Detroit — The Pistons bolstered their depth in athleticism and perimeter shooting over the offseason, but the team’s first two practices of training camp have centered around the defensive end of the floor.
“I like our two days we’ve had. Guys are intense,” Pistons coach Dwane Casey said after Wednesday’s practice. “It’s been a huge defensive emphasis, as far as what we’re doing and that’s kind of what we want to do because … we’re going to be able to score, but now, at the other end, we’ve got to get some stops.”
The Pistons finished 22nd in the NBA last season by limiting their opponents to 112.5 points per game. On the flip side, the team’s offense suffered even more, averaging 104.8 points per game, for 28th in the league.
Scoring points should be easier for the retooled Pistons, with the additions of Bojan Bogdanovic, Jaden Ivey and in addition to Alec Burks, once he’s fully recovered from a foot injury.
The Pistons’ main defensive anchor is Isaiah Stewart, and while he’s worked throughout the offseason to transition his game to the perimeter, he’s still mindful of his primary responsibilities.
“Defense, this offseason, is something I definitely didn’t get away from,” Stewart said this week. “Just continue to try to come (to the ball) quicker.

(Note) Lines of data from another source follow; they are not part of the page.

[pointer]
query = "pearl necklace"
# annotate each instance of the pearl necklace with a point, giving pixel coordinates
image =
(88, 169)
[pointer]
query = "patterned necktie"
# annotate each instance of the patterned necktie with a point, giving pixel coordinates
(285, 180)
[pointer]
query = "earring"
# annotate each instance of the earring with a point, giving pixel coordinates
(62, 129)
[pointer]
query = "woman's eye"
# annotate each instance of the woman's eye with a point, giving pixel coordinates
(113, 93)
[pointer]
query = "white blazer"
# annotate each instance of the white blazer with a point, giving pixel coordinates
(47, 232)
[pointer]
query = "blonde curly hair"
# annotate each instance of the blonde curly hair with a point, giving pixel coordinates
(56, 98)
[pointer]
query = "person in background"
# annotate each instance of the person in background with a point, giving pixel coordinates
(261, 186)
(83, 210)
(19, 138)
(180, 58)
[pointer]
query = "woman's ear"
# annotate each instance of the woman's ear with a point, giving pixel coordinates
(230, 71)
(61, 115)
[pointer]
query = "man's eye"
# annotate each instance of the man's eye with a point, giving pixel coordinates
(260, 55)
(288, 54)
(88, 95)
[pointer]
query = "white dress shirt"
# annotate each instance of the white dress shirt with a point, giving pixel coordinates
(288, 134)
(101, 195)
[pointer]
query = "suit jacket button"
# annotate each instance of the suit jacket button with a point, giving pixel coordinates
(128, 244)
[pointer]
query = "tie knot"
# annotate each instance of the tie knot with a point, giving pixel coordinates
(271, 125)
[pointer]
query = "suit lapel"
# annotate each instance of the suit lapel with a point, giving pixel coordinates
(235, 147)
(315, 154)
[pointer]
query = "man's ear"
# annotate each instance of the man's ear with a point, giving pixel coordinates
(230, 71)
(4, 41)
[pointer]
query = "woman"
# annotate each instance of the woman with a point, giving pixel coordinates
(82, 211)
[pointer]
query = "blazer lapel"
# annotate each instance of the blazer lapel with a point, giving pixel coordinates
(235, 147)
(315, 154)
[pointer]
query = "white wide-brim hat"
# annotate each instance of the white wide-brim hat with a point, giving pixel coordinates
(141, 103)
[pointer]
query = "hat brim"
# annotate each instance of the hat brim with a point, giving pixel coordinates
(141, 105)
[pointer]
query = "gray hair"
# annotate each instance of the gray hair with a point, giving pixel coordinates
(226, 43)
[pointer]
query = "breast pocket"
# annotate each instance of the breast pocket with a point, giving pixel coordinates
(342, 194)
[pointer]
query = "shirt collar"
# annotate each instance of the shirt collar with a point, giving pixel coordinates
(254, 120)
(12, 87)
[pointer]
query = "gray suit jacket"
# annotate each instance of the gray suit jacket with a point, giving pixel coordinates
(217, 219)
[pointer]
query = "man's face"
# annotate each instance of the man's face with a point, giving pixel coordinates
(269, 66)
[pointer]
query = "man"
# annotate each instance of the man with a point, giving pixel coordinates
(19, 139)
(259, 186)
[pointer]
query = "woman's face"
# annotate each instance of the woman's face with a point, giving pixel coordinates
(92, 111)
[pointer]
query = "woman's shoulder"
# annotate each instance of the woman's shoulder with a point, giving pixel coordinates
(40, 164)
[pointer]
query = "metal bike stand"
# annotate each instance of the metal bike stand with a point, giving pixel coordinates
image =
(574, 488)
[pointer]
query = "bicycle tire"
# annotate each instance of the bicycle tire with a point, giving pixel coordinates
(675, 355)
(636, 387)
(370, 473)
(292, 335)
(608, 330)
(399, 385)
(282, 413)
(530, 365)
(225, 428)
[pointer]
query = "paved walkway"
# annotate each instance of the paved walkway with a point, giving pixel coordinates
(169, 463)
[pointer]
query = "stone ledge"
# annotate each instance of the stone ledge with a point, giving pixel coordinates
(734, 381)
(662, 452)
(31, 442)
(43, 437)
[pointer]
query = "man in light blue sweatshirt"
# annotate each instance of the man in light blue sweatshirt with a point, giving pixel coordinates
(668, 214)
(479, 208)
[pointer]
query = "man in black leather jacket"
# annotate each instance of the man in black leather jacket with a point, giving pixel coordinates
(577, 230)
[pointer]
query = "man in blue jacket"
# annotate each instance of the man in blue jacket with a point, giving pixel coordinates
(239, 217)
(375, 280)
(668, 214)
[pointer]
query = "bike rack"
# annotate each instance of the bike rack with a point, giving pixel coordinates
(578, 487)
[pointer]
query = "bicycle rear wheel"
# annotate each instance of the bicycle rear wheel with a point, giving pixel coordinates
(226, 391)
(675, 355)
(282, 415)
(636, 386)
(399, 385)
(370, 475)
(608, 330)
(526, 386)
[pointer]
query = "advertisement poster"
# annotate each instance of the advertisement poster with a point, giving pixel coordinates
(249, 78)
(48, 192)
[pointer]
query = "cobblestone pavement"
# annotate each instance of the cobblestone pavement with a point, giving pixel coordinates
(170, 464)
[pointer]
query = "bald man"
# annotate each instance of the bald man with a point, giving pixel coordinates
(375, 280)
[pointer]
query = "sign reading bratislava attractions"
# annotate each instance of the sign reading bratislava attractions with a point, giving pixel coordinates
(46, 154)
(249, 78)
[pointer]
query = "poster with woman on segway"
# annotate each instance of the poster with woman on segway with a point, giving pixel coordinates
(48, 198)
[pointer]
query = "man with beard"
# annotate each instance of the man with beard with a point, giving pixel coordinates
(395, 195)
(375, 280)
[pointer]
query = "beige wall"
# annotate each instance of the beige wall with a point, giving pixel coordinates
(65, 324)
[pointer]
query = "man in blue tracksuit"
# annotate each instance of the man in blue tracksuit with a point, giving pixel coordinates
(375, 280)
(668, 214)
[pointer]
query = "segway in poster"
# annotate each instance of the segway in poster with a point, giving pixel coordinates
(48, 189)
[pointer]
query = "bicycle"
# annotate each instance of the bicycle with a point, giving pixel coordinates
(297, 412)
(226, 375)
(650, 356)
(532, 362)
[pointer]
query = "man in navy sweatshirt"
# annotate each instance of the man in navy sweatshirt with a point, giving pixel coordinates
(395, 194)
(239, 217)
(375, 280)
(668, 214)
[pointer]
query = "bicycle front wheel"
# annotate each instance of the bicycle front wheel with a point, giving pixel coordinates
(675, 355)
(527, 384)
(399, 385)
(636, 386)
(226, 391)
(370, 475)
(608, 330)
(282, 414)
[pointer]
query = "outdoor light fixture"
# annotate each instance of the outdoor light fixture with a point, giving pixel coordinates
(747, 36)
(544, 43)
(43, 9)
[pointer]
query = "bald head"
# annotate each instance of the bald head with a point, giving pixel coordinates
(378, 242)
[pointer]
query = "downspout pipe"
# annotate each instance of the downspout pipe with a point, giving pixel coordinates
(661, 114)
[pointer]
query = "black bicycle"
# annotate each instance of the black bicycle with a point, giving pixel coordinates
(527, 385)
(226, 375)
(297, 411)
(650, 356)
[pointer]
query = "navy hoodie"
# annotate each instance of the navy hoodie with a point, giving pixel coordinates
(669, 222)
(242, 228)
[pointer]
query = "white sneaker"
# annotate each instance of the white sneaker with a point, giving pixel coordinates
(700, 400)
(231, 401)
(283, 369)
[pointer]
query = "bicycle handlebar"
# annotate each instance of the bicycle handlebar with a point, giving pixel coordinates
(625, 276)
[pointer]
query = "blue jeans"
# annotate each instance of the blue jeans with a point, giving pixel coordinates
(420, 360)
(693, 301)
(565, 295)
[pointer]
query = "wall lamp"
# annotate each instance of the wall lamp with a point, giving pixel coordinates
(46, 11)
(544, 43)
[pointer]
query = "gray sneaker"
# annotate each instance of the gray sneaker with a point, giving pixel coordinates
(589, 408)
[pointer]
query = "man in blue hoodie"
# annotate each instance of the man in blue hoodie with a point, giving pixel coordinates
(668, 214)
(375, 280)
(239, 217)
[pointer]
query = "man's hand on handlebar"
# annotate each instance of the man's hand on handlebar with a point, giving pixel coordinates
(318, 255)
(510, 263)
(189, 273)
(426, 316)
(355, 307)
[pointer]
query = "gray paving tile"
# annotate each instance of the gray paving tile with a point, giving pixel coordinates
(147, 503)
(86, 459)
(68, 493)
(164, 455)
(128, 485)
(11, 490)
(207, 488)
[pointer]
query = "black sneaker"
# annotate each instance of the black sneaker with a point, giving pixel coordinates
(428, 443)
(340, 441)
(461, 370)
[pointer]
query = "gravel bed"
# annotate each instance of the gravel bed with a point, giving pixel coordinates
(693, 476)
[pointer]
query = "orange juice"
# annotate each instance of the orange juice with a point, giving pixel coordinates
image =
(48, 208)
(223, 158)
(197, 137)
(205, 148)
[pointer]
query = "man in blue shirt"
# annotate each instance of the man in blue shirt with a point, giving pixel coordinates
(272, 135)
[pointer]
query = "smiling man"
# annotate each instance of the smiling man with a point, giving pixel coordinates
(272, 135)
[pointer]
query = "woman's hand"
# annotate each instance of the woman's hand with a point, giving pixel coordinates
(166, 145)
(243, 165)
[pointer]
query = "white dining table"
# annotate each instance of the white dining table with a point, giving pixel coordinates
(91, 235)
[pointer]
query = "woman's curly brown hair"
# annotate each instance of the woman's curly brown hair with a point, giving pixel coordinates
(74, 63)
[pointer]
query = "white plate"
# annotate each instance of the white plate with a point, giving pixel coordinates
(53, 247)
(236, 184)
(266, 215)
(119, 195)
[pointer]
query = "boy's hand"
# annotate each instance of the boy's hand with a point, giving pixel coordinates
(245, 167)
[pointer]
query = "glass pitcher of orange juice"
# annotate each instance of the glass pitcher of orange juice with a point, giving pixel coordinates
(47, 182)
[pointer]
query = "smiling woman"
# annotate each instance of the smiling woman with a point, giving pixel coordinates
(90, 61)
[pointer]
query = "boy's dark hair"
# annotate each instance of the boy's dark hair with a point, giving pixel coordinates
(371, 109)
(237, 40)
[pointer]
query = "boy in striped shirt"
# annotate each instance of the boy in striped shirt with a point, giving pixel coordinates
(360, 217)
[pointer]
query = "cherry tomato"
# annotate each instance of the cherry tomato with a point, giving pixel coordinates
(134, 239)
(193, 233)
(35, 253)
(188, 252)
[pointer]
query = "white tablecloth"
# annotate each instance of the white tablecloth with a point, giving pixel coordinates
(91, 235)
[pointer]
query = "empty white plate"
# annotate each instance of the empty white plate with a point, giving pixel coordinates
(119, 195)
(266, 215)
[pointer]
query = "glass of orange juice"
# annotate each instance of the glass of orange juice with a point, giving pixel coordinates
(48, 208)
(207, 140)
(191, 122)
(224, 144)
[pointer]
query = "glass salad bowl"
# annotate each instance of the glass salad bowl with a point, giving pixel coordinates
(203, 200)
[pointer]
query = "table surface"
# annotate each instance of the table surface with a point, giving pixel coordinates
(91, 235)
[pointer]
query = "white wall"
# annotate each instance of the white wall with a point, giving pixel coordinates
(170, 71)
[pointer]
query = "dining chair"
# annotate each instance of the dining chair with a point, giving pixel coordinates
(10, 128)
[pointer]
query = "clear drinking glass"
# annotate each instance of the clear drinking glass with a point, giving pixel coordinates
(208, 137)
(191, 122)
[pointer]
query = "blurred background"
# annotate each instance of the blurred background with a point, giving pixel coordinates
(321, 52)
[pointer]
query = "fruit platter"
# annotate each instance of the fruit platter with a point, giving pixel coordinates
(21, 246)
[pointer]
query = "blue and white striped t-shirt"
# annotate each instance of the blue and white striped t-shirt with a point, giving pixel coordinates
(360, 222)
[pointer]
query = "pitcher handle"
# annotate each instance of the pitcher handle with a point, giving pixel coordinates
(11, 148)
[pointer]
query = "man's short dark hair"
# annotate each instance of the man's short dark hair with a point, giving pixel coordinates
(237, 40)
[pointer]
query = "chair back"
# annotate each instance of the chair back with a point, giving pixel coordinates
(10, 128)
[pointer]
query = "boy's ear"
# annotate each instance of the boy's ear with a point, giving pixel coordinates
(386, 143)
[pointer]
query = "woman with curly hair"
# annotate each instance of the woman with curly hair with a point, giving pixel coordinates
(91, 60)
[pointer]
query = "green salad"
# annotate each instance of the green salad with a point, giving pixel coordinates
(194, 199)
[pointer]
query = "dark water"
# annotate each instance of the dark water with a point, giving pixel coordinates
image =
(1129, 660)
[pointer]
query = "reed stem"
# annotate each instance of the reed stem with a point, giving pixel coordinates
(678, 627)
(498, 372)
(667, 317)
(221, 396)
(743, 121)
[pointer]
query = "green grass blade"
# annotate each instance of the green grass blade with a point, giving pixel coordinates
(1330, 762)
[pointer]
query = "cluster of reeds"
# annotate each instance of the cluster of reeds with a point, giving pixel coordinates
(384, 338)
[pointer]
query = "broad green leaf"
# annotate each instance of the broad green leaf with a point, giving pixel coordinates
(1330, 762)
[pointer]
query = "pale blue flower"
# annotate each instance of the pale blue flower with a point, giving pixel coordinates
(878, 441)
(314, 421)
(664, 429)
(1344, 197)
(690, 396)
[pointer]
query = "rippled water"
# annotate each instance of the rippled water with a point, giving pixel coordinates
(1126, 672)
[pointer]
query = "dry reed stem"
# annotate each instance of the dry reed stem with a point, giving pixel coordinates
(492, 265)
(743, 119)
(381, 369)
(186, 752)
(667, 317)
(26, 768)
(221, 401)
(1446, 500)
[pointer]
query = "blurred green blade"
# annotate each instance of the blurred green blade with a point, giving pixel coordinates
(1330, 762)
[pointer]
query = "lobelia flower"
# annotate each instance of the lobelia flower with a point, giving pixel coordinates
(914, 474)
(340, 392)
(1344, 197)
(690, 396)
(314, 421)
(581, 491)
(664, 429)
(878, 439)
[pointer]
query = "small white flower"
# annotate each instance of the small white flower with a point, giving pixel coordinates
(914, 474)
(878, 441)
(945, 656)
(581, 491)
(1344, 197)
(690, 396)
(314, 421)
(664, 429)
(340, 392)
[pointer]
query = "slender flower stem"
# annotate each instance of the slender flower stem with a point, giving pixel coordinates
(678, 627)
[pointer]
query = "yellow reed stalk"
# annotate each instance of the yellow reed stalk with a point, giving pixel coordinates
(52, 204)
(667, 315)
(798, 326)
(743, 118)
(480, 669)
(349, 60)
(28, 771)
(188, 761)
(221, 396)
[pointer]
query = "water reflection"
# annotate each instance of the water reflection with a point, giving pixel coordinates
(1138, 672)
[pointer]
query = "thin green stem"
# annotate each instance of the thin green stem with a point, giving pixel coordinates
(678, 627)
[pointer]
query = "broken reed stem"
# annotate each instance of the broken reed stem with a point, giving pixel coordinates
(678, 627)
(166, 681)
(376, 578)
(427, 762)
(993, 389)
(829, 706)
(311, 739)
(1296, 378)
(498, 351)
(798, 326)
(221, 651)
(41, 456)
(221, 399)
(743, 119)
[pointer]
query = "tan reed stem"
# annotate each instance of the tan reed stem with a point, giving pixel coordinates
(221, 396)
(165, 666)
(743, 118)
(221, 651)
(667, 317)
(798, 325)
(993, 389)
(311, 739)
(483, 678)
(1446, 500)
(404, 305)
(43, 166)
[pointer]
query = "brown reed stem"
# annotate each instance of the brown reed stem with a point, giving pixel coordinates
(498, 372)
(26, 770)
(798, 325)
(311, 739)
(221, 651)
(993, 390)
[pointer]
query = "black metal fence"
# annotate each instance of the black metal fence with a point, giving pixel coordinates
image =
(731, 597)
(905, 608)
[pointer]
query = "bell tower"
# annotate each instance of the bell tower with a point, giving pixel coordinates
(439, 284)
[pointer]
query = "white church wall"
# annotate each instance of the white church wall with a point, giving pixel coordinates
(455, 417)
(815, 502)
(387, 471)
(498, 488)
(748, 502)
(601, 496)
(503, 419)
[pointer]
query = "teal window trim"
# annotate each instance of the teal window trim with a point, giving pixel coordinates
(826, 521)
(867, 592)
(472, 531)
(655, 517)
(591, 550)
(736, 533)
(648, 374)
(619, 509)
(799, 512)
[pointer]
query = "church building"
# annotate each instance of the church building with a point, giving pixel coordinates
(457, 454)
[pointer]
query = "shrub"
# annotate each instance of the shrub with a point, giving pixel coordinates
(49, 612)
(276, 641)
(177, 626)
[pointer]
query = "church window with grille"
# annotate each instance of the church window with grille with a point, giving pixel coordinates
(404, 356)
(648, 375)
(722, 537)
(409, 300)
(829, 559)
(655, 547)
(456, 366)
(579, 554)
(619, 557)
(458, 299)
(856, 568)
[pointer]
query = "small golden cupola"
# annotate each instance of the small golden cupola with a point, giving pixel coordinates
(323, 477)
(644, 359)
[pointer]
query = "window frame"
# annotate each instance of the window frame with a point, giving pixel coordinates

I gotta continue to guard guards quicker and laterally, and still watching film and those kinds of things.”
Among the Pistons’ depth in the youthful frontcourt is 18-year-old Jalen Duren, an athletic 6-foot-10 center who specializes in his ability to catch lobs threat and protect the rim. The team also acquired veteran center Nerlens Noel from the New York Knicks. Despite being unable to participate in the beginning of training camp due to reconditioning from plantar fasciitis, Noel anticipates a return to the dynamic defender he once was when he’s cleared.
“I expect to be who I am, what do you expect?” Noel said on Monday.
Marvin Bagley not satisfied
Marvin Bagley’s short, but productive stint with the Pistons was rewarded this offseason with a three-year, $37.5 million contract extension. The fourth-year big man served as Detroit’s inside scoring presence for 18 games last season and averaged 14.6 points, 6.8 rebounds and 1.1 assists.
Now that Bagley gets an opportunity to reap the benefits of a full training camp with his teammates before the season gets underway on Oct. 19, he should be able to gain more comfortability with his teammates.
But is he satisfied now that he’s secured a long-term deal? Not in the least. When asked to use one word to describe this new stage of his career after an injury-riddled 3.5 seasons with the Sacramento Kings, the former No. 2 overall pick took a brief pause before his response.
“Hungry,” Bagley said during media day. “I’m blessed, but it don’t stop now. For me, it’s what’s next? How do I continue to get better? How do I take it to the next level? The situation that I’m in now, it’s all a blessing. But what can I do today to get better? That’s all I’m worried about.”
Bagley averaged 9.3 points and 7.2 rebounds in 30 games for the Kings last year, but ultimately fell out of the rotation. With a fresh start in Detroit, his joy for the game has returned and he wants to help his team compete on nightly basis.
“This is the most fun I’ve had playing basketball in a while — with this group of guys, this organization, coaching staff,” Bagley said. “It’s back to having fun but still having that chip, but in a positive way towards my teammates to where we going out there and winning and using it in a positive way.”